Com esses ativistas também caminharam organizações de moradores de outras províncias deste país nas quais se expande a mineração a céu aberto, entidades que protestam pela contaminação da bacia dos Rios Matanza-Riachuelo, e os que exigem o fim da pesca excessiva no mar e nos rios.
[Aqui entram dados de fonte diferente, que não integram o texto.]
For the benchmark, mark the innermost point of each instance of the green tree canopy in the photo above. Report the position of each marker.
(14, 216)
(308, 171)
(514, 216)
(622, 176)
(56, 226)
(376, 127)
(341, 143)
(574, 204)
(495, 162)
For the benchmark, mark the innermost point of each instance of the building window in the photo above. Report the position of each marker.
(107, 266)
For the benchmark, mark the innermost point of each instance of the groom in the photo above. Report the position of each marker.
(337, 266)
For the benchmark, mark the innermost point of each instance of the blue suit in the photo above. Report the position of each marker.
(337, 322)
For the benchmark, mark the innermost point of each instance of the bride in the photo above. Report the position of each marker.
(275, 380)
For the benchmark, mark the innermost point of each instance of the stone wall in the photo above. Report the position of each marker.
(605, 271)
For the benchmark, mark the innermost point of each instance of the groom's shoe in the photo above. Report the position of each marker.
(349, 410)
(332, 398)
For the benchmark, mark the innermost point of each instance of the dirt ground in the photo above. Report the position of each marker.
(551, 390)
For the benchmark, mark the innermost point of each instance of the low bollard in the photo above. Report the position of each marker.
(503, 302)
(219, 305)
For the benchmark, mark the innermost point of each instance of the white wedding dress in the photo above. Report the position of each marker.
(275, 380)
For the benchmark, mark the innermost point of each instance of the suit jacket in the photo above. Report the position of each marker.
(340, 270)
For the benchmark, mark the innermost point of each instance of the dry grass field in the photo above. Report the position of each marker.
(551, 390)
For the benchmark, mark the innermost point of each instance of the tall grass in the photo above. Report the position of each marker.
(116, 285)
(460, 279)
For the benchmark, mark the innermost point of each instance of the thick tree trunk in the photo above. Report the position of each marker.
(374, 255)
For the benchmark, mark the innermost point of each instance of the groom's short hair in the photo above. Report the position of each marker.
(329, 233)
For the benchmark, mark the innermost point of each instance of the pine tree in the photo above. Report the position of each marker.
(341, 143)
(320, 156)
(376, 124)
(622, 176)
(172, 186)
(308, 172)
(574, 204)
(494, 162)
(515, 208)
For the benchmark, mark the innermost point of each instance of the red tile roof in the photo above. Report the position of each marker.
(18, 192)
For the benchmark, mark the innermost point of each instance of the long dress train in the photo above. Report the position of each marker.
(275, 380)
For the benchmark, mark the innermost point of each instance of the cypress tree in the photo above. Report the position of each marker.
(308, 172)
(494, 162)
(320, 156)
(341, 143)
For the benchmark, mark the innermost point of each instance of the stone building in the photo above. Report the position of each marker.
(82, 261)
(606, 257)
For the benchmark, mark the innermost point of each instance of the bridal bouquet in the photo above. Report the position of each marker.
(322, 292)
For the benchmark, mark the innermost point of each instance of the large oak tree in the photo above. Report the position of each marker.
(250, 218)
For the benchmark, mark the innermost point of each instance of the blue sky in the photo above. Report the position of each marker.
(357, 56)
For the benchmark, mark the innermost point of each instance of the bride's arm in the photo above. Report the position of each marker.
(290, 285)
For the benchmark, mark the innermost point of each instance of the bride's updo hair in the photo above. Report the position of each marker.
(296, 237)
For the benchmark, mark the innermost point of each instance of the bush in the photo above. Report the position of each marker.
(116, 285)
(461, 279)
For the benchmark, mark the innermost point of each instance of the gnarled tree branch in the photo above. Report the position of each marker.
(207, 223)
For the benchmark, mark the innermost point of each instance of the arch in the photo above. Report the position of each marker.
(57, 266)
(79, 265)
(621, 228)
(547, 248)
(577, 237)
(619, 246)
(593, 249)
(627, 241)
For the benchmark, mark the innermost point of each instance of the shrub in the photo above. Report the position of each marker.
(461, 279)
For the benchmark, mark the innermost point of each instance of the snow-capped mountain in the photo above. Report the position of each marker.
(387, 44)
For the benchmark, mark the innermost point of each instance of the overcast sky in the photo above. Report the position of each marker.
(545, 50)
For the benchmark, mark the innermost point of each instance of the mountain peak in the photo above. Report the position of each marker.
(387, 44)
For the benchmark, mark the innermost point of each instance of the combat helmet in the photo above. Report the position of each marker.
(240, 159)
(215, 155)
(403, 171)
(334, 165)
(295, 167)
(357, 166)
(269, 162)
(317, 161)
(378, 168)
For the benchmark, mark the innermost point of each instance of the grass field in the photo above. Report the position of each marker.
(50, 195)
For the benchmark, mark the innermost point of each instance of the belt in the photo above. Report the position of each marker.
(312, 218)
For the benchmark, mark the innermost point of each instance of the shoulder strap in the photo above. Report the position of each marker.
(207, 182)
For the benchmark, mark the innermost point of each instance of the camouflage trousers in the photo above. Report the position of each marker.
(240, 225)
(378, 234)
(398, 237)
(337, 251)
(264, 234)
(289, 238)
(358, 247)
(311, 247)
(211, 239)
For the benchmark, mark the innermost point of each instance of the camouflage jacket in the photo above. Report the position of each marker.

Os manifestantes entregaram uma carta ao governo argentino na qual pedem o cumprimento das promessas de fazer da política ambiental uma questão de Estado, que foram proferidas em maio pelo presidente Néstor Kirchner, por seus ministros e governadores da maioria das províncias, em um ato em Gualeguaychú.
Na carta, os moradores criticam “a desídia governamental, o desleixo no descumprimento das leis, a busca ambiciosa de créditos políticos e econômicos, a corrupção, causas pelas quais todos os dias morrem muitos cidadãos neste país”. Um dos integrantes da Assembléia Ambiental Cidadã de Gualeguaychú, Alejandro Gaham, disse à IPS de sua satisfação pelo protesto. “Houve uma grande diversidade de moradores do interior do país, e isso é muito importante porque quando os governos estão longe dos problemas os cidadãos devem se mostrar ativos”, afirmou.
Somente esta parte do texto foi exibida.